Breite Verkehrsachsen durchschneiden bald immer mehr Städte. Sie verbinden Stadtteile und Funktionsbereiche, ermöglichen aber auch den Aufbau neuer Handelsstrukturen an den Stadträndern – sehr zur Besorgnis des etablierten Einzelhandels in den Innenstädten. Ihm drohe „vor den Toren großer Städte an wichtigen Straßenverkehrsknotenpunkten neue Konkurrenz in Form regionaler Shopping-Center amerikanisch-kanadischer Prägung“, prophezeit die Hauptgemeinschaft des Deutschen Einzelhandels (HDE) in ihrem Jahrbuch für 1961.
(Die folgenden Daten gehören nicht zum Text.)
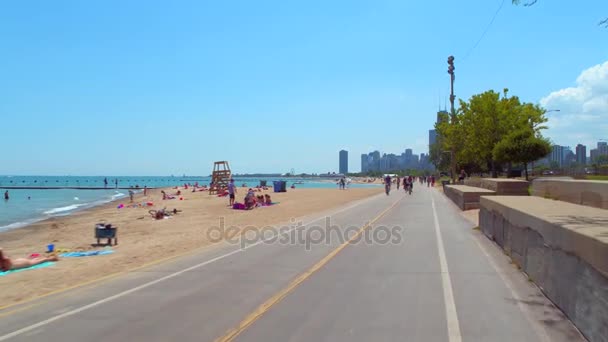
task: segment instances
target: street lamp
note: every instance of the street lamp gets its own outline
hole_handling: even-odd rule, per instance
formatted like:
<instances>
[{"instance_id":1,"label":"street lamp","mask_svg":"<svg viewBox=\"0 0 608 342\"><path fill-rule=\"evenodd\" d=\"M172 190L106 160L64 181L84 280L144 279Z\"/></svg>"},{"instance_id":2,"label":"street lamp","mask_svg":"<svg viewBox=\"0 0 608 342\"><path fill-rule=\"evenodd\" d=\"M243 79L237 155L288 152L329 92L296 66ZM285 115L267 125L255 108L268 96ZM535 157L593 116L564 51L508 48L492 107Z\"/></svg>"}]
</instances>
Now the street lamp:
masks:
<instances>
[{"instance_id":1,"label":"street lamp","mask_svg":"<svg viewBox=\"0 0 608 342\"><path fill-rule=\"evenodd\" d=\"M455 124L456 121L456 111L454 110L454 100L456 100L456 96L454 95L454 80L456 79L456 76L454 75L454 70L456 68L454 67L454 56L449 56L448 57L448 74L450 74L450 119L451 125ZM454 150L454 147L452 146L451 151L450 151L450 169L452 170L452 183L456 183L456 151Z\"/></svg>"}]
</instances>

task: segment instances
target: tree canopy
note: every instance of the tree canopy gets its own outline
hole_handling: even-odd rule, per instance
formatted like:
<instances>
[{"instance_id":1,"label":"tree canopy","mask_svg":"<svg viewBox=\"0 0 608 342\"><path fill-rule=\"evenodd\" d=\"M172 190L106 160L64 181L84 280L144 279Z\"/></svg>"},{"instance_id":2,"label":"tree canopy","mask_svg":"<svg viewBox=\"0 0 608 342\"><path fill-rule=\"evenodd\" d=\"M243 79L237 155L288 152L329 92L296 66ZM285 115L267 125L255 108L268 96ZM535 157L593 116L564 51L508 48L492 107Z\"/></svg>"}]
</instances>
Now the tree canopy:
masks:
<instances>
[{"instance_id":1,"label":"tree canopy","mask_svg":"<svg viewBox=\"0 0 608 342\"><path fill-rule=\"evenodd\" d=\"M493 90L460 100L453 118L435 125L437 143L431 147L431 160L445 169L446 158L454 151L459 168L469 172L491 171L496 177L506 164L527 164L550 152L550 143L541 132L547 122L545 110L522 103L516 96L502 96ZM449 160L449 159L448 159Z\"/></svg>"},{"instance_id":2,"label":"tree canopy","mask_svg":"<svg viewBox=\"0 0 608 342\"><path fill-rule=\"evenodd\" d=\"M542 136L534 135L532 129L509 133L492 151L495 160L522 163L528 179L528 164L551 152L551 143Z\"/></svg>"}]
</instances>

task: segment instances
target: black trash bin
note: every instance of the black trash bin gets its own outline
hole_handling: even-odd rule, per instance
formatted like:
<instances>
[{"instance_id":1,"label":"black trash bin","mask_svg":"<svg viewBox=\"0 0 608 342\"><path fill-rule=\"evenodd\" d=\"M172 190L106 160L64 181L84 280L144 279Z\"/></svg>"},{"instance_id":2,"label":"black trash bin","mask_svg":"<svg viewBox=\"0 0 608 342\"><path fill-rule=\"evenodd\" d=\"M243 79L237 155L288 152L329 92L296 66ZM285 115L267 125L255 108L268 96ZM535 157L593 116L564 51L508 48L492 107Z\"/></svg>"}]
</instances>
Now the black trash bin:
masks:
<instances>
[{"instance_id":1,"label":"black trash bin","mask_svg":"<svg viewBox=\"0 0 608 342\"><path fill-rule=\"evenodd\" d=\"M274 192L287 192L287 182L286 181L274 181Z\"/></svg>"},{"instance_id":2,"label":"black trash bin","mask_svg":"<svg viewBox=\"0 0 608 342\"><path fill-rule=\"evenodd\" d=\"M260 181L260 186L266 186L266 183L267 183L267 182L266 182L265 180L261 180L261 181Z\"/></svg>"}]
</instances>

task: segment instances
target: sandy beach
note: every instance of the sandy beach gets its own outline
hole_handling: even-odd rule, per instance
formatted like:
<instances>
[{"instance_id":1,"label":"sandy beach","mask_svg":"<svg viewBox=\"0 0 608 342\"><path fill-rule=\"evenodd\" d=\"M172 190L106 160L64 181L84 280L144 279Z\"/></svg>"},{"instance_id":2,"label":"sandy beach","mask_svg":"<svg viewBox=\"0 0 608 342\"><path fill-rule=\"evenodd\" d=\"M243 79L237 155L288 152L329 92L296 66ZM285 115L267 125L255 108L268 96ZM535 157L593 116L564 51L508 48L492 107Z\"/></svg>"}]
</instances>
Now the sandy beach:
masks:
<instances>
[{"instance_id":1,"label":"sandy beach","mask_svg":"<svg viewBox=\"0 0 608 342\"><path fill-rule=\"evenodd\" d=\"M242 202L246 190L239 188L237 201ZM99 250L99 247L93 246L96 243L94 227L102 221L118 227L119 244L112 247L114 253L110 255L62 258L51 267L0 277L0 307L208 246L212 242L206 233L210 227L219 224L220 217L224 218L226 226L241 229L251 225L276 225L373 196L383 189L288 190L287 193L264 191L279 204L244 211L232 210L228 207L227 197L210 196L208 192L192 193L191 190L182 189L183 200L163 201L159 189L150 191L147 197L136 195L136 203L151 201L154 203L152 207L117 209L119 203L129 204L127 198L2 232L0 247L12 258L27 257L33 253L44 255L49 243L70 251ZM176 192L175 189L166 191L170 194ZM148 213L150 209L163 207L182 212L164 220L155 220Z\"/></svg>"}]
</instances>

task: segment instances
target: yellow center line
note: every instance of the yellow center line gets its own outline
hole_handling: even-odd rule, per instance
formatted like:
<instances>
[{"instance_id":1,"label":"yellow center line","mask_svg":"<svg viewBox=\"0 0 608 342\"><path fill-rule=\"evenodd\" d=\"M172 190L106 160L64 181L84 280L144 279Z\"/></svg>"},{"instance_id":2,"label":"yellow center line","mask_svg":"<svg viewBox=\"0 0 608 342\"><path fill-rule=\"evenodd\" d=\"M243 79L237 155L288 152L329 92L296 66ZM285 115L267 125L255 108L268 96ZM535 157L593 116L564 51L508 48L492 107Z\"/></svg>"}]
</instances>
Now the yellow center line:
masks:
<instances>
[{"instance_id":1,"label":"yellow center line","mask_svg":"<svg viewBox=\"0 0 608 342\"><path fill-rule=\"evenodd\" d=\"M395 201L390 207L381 212L378 216L376 216L373 220L369 221L363 227L359 228L357 233L353 237L351 237L348 241L342 243L336 249L331 251L328 255L326 255L323 259L313 265L304 273L297 276L294 280L292 280L287 287L283 288L272 297L268 298L262 305L258 306L253 312L245 317L235 328L228 330L223 336L215 339L215 342L229 342L234 340L237 336L239 336L243 331L245 331L249 326L251 326L255 321L257 321L260 317L262 317L266 312L270 310L274 305L281 302L287 295L295 290L300 284L302 284L306 279L310 278L314 273L320 270L323 266L325 266L331 259L333 259L338 253L340 253L346 246L350 245L354 240L359 238L363 232L371 227L376 221L386 215L391 209L393 209L397 203L399 203L403 197L399 200Z\"/></svg>"}]
</instances>

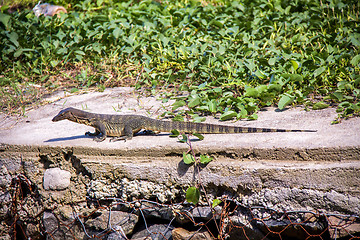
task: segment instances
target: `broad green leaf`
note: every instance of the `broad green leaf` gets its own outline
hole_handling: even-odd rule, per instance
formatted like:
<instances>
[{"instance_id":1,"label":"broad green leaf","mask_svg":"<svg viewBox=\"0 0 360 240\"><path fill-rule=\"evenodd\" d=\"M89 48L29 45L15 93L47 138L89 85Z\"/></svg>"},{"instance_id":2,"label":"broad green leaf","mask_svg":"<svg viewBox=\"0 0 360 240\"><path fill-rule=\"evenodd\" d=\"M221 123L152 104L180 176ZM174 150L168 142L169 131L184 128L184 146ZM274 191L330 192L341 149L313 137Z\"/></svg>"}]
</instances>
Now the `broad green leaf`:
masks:
<instances>
[{"instance_id":1,"label":"broad green leaf","mask_svg":"<svg viewBox=\"0 0 360 240\"><path fill-rule=\"evenodd\" d=\"M199 96L195 96L195 97L190 99L190 101L188 103L188 107L193 108L193 107L199 105L200 102L201 102L201 99L199 98Z\"/></svg>"},{"instance_id":2,"label":"broad green leaf","mask_svg":"<svg viewBox=\"0 0 360 240\"><path fill-rule=\"evenodd\" d=\"M23 53L22 48L19 48L19 49L16 50L16 52L14 53L14 57L17 58L17 57L19 57L22 53Z\"/></svg>"},{"instance_id":3,"label":"broad green leaf","mask_svg":"<svg viewBox=\"0 0 360 240\"><path fill-rule=\"evenodd\" d=\"M211 162L213 160L212 157L207 156L207 155L200 155L200 163L202 164L208 164L209 162Z\"/></svg>"},{"instance_id":4,"label":"broad green leaf","mask_svg":"<svg viewBox=\"0 0 360 240\"><path fill-rule=\"evenodd\" d=\"M339 107L342 107L342 108L347 108L350 106L351 106L351 103L349 103L348 101L345 101L345 102L342 102L339 104Z\"/></svg>"},{"instance_id":5,"label":"broad green leaf","mask_svg":"<svg viewBox=\"0 0 360 240\"><path fill-rule=\"evenodd\" d=\"M185 164L193 164L195 162L195 158L191 154L183 153L183 161Z\"/></svg>"},{"instance_id":6,"label":"broad green leaf","mask_svg":"<svg viewBox=\"0 0 360 240\"><path fill-rule=\"evenodd\" d=\"M233 119L234 117L237 116L237 113L234 112L234 111L227 111L225 113L223 113L221 116L220 116L220 120L221 121L226 121L226 120L230 120L230 119Z\"/></svg>"},{"instance_id":7,"label":"broad green leaf","mask_svg":"<svg viewBox=\"0 0 360 240\"><path fill-rule=\"evenodd\" d=\"M220 199L215 198L211 204L211 207L214 208L218 206L220 203L222 203L222 201Z\"/></svg>"},{"instance_id":8,"label":"broad green leaf","mask_svg":"<svg viewBox=\"0 0 360 240\"><path fill-rule=\"evenodd\" d=\"M16 32L11 32L10 34L8 34L8 37L10 42L12 42L15 47L19 47L19 35Z\"/></svg>"},{"instance_id":9,"label":"broad green leaf","mask_svg":"<svg viewBox=\"0 0 360 240\"><path fill-rule=\"evenodd\" d=\"M0 12L0 22L4 24L5 28L8 28L10 18L11 17L9 15Z\"/></svg>"},{"instance_id":10,"label":"broad green leaf","mask_svg":"<svg viewBox=\"0 0 360 240\"><path fill-rule=\"evenodd\" d=\"M278 103L278 108L280 110L283 110L286 106L288 106L289 104L291 104L294 100L294 97L289 96L289 95L282 95L279 103Z\"/></svg>"},{"instance_id":11,"label":"broad green leaf","mask_svg":"<svg viewBox=\"0 0 360 240\"><path fill-rule=\"evenodd\" d=\"M317 102L317 103L315 103L314 105L313 105L313 109L314 110L319 110L319 109L324 109L324 108L327 108L327 107L329 107L329 104L326 104L326 103L324 103L324 102Z\"/></svg>"},{"instance_id":12,"label":"broad green leaf","mask_svg":"<svg viewBox=\"0 0 360 240\"><path fill-rule=\"evenodd\" d=\"M238 112L236 118L238 118L238 119L246 118L248 112L244 108L244 106L242 104L238 104L238 108L239 108L239 112Z\"/></svg>"},{"instance_id":13,"label":"broad green leaf","mask_svg":"<svg viewBox=\"0 0 360 240\"><path fill-rule=\"evenodd\" d=\"M356 67L356 66L358 66L359 65L359 62L360 62L360 54L358 54L358 55L356 55L355 57L353 57L352 59L351 59L351 64L354 66L354 67Z\"/></svg>"},{"instance_id":14,"label":"broad green leaf","mask_svg":"<svg viewBox=\"0 0 360 240\"><path fill-rule=\"evenodd\" d=\"M200 201L200 191L196 187L189 187L186 190L186 201L194 205L198 204Z\"/></svg>"},{"instance_id":15,"label":"broad green leaf","mask_svg":"<svg viewBox=\"0 0 360 240\"><path fill-rule=\"evenodd\" d=\"M75 53L78 54L78 55L82 55L82 56L85 55L85 53L83 51L81 51L81 50L76 50Z\"/></svg>"},{"instance_id":16,"label":"broad green leaf","mask_svg":"<svg viewBox=\"0 0 360 240\"><path fill-rule=\"evenodd\" d=\"M219 28L223 27L223 24L220 21L217 21L217 20L214 20L214 19L209 22L209 25L213 25L213 26L216 26L216 27L219 27Z\"/></svg>"},{"instance_id":17,"label":"broad green leaf","mask_svg":"<svg viewBox=\"0 0 360 240\"><path fill-rule=\"evenodd\" d=\"M344 99L344 95L341 92L333 92L330 94L330 97L338 101L342 101Z\"/></svg>"},{"instance_id":18,"label":"broad green leaf","mask_svg":"<svg viewBox=\"0 0 360 240\"><path fill-rule=\"evenodd\" d=\"M320 74L322 74L324 71L325 71L325 67L319 67L318 69L316 69L315 71L314 71L314 77L317 77L317 76L319 76Z\"/></svg>"},{"instance_id":19,"label":"broad green leaf","mask_svg":"<svg viewBox=\"0 0 360 240\"><path fill-rule=\"evenodd\" d=\"M276 63L276 58L275 58L275 57L270 58L269 61L268 61L268 63L269 63L270 66L275 65L275 63Z\"/></svg>"},{"instance_id":20,"label":"broad green leaf","mask_svg":"<svg viewBox=\"0 0 360 240\"><path fill-rule=\"evenodd\" d=\"M250 116L248 116L249 120L257 120L258 118L259 118L259 116L256 113L253 113Z\"/></svg>"},{"instance_id":21,"label":"broad green leaf","mask_svg":"<svg viewBox=\"0 0 360 240\"><path fill-rule=\"evenodd\" d=\"M113 35L114 37L117 39L120 37L120 34L121 34L121 29L120 28L115 28L114 31L113 31Z\"/></svg>"},{"instance_id":22,"label":"broad green leaf","mask_svg":"<svg viewBox=\"0 0 360 240\"><path fill-rule=\"evenodd\" d=\"M257 89L249 87L245 91L245 96L257 98L259 96L259 92Z\"/></svg>"},{"instance_id":23,"label":"broad green leaf","mask_svg":"<svg viewBox=\"0 0 360 240\"><path fill-rule=\"evenodd\" d=\"M191 114L191 117L196 123L204 122L206 120L206 117L200 117L197 114Z\"/></svg>"},{"instance_id":24,"label":"broad green leaf","mask_svg":"<svg viewBox=\"0 0 360 240\"><path fill-rule=\"evenodd\" d=\"M256 65L254 59L246 59L244 64L250 70L250 72L253 72L255 70Z\"/></svg>"},{"instance_id":25,"label":"broad green leaf","mask_svg":"<svg viewBox=\"0 0 360 240\"><path fill-rule=\"evenodd\" d=\"M172 105L172 110L176 110L179 107L183 107L186 105L186 102L184 100L176 100Z\"/></svg>"}]
</instances>

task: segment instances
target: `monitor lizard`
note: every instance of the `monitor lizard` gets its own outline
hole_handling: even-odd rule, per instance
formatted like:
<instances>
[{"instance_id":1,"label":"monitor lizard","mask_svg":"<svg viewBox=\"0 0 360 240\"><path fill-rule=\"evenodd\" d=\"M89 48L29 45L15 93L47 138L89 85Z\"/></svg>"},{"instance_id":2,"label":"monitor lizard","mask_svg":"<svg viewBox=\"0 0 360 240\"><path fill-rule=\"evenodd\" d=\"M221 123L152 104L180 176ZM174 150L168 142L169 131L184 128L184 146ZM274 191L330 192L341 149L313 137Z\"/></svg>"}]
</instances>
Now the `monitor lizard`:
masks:
<instances>
[{"instance_id":1,"label":"monitor lizard","mask_svg":"<svg viewBox=\"0 0 360 240\"><path fill-rule=\"evenodd\" d=\"M94 140L97 142L104 141L106 137L114 137L112 140L130 140L134 134L141 129L159 132L171 132L172 130L177 129L184 133L225 134L256 132L316 132L316 130L253 128L209 123L162 121L141 115L96 114L71 107L60 111L52 121L57 122L64 119L94 127L94 133L86 132L85 134L94 136Z\"/></svg>"}]
</instances>

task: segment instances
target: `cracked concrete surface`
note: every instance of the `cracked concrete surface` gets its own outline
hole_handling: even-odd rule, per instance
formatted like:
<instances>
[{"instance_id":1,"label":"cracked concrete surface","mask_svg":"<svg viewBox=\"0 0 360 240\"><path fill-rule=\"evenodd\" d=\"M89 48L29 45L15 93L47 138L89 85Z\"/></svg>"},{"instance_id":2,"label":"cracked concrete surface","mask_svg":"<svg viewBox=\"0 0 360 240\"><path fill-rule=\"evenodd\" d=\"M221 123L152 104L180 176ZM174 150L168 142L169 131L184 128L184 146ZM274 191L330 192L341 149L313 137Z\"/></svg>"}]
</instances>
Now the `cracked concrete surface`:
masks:
<instances>
[{"instance_id":1,"label":"cracked concrete surface","mask_svg":"<svg viewBox=\"0 0 360 240\"><path fill-rule=\"evenodd\" d=\"M97 143L84 135L93 128L70 121L52 122L51 119L61 109L76 107L91 112L106 114L142 114L157 118L164 111L155 97L140 97L131 88L107 89L102 93L88 93L63 97L62 93L52 96L59 100L41 106L27 113L25 118L12 119L0 116L0 142L16 145L89 147L99 149L123 150L165 150L183 148L182 143L169 138L168 133L158 136L140 135L127 142ZM117 112L115 111L117 110ZM258 113L257 121L241 120L237 122L219 122L207 117L207 122L234 126L266 128L313 129L316 133L247 133L247 134L207 134L203 141L194 142L199 151L211 149L256 148L273 151L274 148L315 149L315 148L358 148L360 146L360 119L344 120L331 125L337 113L328 108L318 111L304 111L302 108L290 108L277 111L267 108ZM340 152L340 150L339 150Z\"/></svg>"}]
</instances>

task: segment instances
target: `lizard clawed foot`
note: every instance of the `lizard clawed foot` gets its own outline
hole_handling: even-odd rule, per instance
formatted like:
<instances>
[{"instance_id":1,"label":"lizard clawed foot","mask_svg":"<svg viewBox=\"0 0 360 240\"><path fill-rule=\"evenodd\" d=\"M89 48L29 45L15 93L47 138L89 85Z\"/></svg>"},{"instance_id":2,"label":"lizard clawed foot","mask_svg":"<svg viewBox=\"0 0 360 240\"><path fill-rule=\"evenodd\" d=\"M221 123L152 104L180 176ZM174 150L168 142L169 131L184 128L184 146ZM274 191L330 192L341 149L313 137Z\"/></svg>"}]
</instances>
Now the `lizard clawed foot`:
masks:
<instances>
[{"instance_id":1,"label":"lizard clawed foot","mask_svg":"<svg viewBox=\"0 0 360 240\"><path fill-rule=\"evenodd\" d=\"M127 137L113 137L113 138L110 138L110 142L117 142L117 141L123 141L126 142L127 140Z\"/></svg>"},{"instance_id":2,"label":"lizard clawed foot","mask_svg":"<svg viewBox=\"0 0 360 240\"><path fill-rule=\"evenodd\" d=\"M101 136L101 137L94 137L94 141L95 142L102 142L102 141L104 141L105 140L105 138L106 138L106 136Z\"/></svg>"},{"instance_id":3,"label":"lizard clawed foot","mask_svg":"<svg viewBox=\"0 0 360 240\"><path fill-rule=\"evenodd\" d=\"M99 135L99 133L98 133L98 132L93 132L93 133L92 133L92 132L86 132L85 135L92 137L92 136L97 136L97 135Z\"/></svg>"}]
</instances>

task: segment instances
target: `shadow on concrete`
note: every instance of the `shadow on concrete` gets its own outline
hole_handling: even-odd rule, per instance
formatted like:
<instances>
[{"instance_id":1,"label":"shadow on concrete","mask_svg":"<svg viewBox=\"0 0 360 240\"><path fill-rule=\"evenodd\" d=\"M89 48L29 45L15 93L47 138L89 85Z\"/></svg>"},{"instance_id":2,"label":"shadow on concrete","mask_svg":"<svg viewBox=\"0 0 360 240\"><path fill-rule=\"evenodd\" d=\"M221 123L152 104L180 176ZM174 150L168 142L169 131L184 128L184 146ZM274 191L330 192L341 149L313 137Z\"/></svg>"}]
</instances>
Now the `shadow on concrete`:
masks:
<instances>
[{"instance_id":1,"label":"shadow on concrete","mask_svg":"<svg viewBox=\"0 0 360 240\"><path fill-rule=\"evenodd\" d=\"M62 138L51 138L44 142L61 142L61 141L69 141L69 140L75 140L75 139L81 139L81 138L93 138L86 135L77 135L77 136L71 136L71 137L62 137Z\"/></svg>"},{"instance_id":2,"label":"shadow on concrete","mask_svg":"<svg viewBox=\"0 0 360 240\"><path fill-rule=\"evenodd\" d=\"M179 174L179 176L184 176L192 165L193 164L185 164L184 161L181 159L177 167L177 173Z\"/></svg>"}]
</instances>

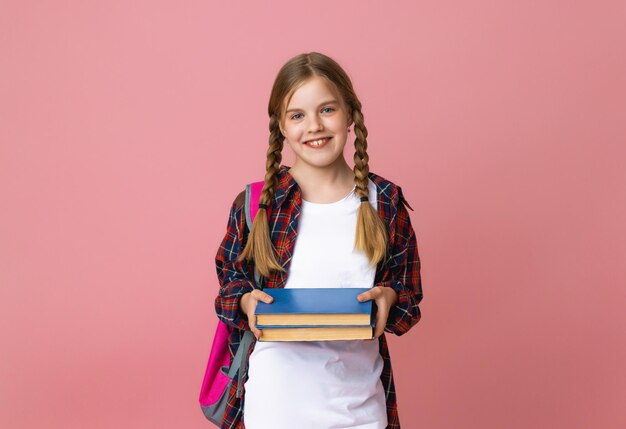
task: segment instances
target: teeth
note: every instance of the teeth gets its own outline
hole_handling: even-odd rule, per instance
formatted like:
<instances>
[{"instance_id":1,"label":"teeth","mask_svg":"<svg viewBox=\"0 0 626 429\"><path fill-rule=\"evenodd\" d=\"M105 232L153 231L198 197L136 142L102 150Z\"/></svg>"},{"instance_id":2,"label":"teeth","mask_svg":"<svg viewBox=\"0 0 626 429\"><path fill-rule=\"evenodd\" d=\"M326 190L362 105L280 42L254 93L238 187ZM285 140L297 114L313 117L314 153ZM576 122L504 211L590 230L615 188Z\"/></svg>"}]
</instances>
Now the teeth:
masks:
<instances>
[{"instance_id":1,"label":"teeth","mask_svg":"<svg viewBox=\"0 0 626 429\"><path fill-rule=\"evenodd\" d=\"M327 140L328 138L320 139L320 140L311 140L311 141L306 142L306 144L308 144L309 146L321 146L322 144L326 143Z\"/></svg>"}]
</instances>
Zu dieser Zeit beginnen an der Stadtgrenze von Sulzbach und Frankfurt/Main bereits die Bauarbeiten für das Main-Taunus-Zentrum. Errichtet wird das erste deutsche Shopping-Center nach nordamerikanischem Vorbild auf 220 000 Quadratmetern zuvor nicht erschlossener Fläche – der sogenannten „grünen Wiese“.
Alles unter einem Dach
Der Standort ist verkehrstechnisch gut gewählt: An der Kreuzung des bald zur Autobahn hochgestuften Schnellweges Frankfurt–Wiesbaden und der Bundesstraße Hoechst–Königstein gelegen, bietet er beste Möglichkeiten, vom rasant zunehmenden Individualverkehr zu profitieren. Neben den 70 Geschäften mit gut 40 000 Quadratmetern Verkaufsfläche entstehen daher auch 3 000 Parkplätze für die automobile Kundschaft.
Am 2. Mai 1964 wird das Main-Taunus-Zentrum eröffnet. Statt der erwarteten 100 000 Besucher kommen am ersten Tag 400 000 neugierige Gäste. Insgesamt zählt das Einkaufszentrum im ersten Jahr 2,5 Millionen Kunden, die in den Geschäften für rund 100 Millionen D-Mark Umsatz sorgen. Der Erfolg motiviert die Betreiber zum weiteren Ausbau: Bis 1970 werden 60 000 zusätzliche Quadratmeter grüne Wiese erschlossen, die Verkaufsfläche steigt auf 70 000 Quadratmeter, die Zahl der Parkplätze auf 5 000. Der jährliche Umsatz der Geschäfte verdoppelt sich auf 200 Millionen D-Mark. Das Konzept – zahlreiche Geschäfte mit vielfältigem Angebot unter einem Dach, leichte Erreichbarkeit mit dem Auto, gute Parkmöglichkeiten und wetterunabhängiges Einkaufen – gefällt den Kunden. Auch andernorts erfahren neue Shopping-Center viel Zuspruch, so beispielsweise der ebenfalls noch 1964 eröffnete Ruhrpark Bochum, das Donau-Einkaufszentrum in Regensburg (eröffnet 1967), der Ostseepark Schwentinental bei Kiel (1967) oder das Franken-Center in Nürnberg-Langwasser (1969).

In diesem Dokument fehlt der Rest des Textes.